I have a question regarding Theorem 3-14 in Spivak's Calculus on Manifolds:
The proof starts by considering a closed rectangle $U\subset A$ such that all the sides of $U$ are of the same length $l$. Let $\epsilon>0$. Spivak claims that if $N$ is sufficiently large and $U$ is divided into $N^n$ rectangles, with sides of length $l/N$, then for each of these rectangles $S$, if $x\in S$ we have
$$|Dg(x)(y-x)-(g(y)-g(x))|<\epsilon|x-y|\leq \epsilon\sqrt{n}(l/N)$$
for all $y\in S$. I don't get why this is necessarily true. My attempt to prove this is as follows. Take any $\epsilon>0$. Since $g$ is differentiable on $U$, for all $x\in U$ there exists $\delta'_x >0$ such that for all $y$,
$$|x-y|<\delta'_x\implies|Dg(x)(y-x)-(g(y)-g(x))|<\epsilon|x-y|.$$
Since $g$ is continuously differentiable, for all $x\in U$ there exists $\delta''_x$ such that for all $y$ and $v$,
$$|x-y|<\delta''_x\implies|Dg(x)(v)-Dg(y)(v)|<\epsilon|v|.$$
Let $\delta_x=\min\{\delta'_x,\, \delta''_x\}$. Then $\{B(x;\delta_x/2)\,|\,x\in U\}$ is an open cover of $U$. Since $U$ is compact, a finite number of these balls cover $U$. Say these balls are centered around $x_1,\,x_2,\,\ldots,\,x_k$. Let $\delta=\min\{\delta_{x_1}/2,\,\delta_{x_2}/2\,\ldots,\,\delta_{x_k}/2\}$. Pick any arbitrary $x\in U$. Then $x\in B(x_i,\delta_{x_i}/2)$ for some $1\leq i \leq k$. Thus
$$|Dg(x_i)(x-x_i)-(g(x)-g(x_i))|<\epsilon|x_i-x|.$$
For any $y\in B(x;\delta)$ we have $y\in B(x_i,\delta_{x_i})$, ergo
$$|Dg(x_i)(y-x_i)-(g(y)-g(x_i))|<\epsilon|x_i-y|.$$
Combining these two statements gives
$$|Dg(x_i)(x-y)-(g(x)-g(y))|<\epsilon(|x_i-x|+|x_i-y|).$$
Again using the fact that $x\in B(x_i,\delta_{x_i}/2)$, we have
$$|Dg(x_i)(x-y)-Dg(x)(x-y)|<\epsilon|x-y|,$$
hence
$$|Dg(x)(y-x)-(g(y)-g(x))|<\epsilon(|x-y|+|x_i-x|+|x_i-y|).$$
Unfortunately, I don't know how to progress from here.
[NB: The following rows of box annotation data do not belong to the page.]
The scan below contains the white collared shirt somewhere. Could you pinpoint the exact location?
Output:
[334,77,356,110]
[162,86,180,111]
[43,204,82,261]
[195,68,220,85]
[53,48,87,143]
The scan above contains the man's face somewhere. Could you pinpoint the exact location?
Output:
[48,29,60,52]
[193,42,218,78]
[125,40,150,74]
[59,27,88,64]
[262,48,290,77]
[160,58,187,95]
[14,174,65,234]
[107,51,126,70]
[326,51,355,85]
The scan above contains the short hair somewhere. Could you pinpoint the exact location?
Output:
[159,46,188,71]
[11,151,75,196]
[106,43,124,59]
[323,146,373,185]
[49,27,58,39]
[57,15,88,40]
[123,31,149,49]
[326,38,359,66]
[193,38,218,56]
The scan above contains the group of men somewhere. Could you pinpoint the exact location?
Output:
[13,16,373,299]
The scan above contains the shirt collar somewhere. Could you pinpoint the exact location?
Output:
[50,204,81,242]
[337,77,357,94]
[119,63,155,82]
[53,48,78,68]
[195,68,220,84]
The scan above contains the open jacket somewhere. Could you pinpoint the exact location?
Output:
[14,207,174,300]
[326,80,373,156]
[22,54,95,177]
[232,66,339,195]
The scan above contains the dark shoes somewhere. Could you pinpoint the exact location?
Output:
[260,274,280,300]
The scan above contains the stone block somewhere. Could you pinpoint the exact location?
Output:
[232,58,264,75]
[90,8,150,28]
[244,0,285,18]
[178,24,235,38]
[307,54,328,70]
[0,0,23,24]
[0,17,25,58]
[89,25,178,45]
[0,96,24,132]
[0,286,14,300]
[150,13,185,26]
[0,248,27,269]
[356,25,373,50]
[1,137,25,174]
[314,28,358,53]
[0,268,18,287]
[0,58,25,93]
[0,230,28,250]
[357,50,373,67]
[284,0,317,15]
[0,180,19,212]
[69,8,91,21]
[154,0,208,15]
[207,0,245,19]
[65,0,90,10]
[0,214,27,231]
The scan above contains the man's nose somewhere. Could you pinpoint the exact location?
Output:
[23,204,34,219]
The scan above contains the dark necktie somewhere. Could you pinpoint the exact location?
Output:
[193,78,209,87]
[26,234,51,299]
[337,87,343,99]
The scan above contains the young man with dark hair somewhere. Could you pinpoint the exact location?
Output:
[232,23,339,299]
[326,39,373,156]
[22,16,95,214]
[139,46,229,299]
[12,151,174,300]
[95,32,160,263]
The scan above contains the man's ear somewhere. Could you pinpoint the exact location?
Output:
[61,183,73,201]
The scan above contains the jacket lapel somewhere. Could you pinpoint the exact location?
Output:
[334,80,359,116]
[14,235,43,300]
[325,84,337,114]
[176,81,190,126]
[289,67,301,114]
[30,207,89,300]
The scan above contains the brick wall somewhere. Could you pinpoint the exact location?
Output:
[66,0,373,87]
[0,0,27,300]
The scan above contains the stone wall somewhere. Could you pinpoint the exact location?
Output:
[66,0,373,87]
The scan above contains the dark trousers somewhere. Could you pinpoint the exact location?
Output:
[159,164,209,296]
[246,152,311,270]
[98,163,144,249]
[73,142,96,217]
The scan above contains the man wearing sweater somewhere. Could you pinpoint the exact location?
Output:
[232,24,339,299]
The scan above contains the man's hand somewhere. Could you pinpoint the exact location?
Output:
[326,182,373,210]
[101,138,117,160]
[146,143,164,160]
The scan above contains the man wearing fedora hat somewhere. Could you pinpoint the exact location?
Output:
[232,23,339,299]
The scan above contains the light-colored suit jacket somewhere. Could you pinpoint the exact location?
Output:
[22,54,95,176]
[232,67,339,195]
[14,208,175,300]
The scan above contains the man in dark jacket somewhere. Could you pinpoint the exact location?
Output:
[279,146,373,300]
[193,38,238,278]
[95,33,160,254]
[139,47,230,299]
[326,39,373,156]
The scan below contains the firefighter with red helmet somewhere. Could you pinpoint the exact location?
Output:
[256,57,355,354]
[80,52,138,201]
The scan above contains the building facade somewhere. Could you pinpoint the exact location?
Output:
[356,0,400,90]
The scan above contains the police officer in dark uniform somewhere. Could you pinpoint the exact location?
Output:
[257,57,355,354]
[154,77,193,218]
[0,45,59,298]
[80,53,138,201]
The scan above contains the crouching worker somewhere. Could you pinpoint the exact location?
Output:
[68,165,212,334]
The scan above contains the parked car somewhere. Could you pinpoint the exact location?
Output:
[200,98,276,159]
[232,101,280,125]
Any help would very much be appreciated.
Best Answer
Hint : You cannot show what you want like this : the $(x_i)$ introduced prevents you to have a bound with $|x-y|$. The reason is you must show that the inequality :
$|Dg(x)(y-x) - (g (y) - g (x)) | < \epsilon |x - y|$
is true for both $x$ and $y$ variyng (not only for a $x $ fixed and a $y $ varying). You need the continuity of $Dg$ to show this. Then you use the compacity of $U \times U $ to conclude.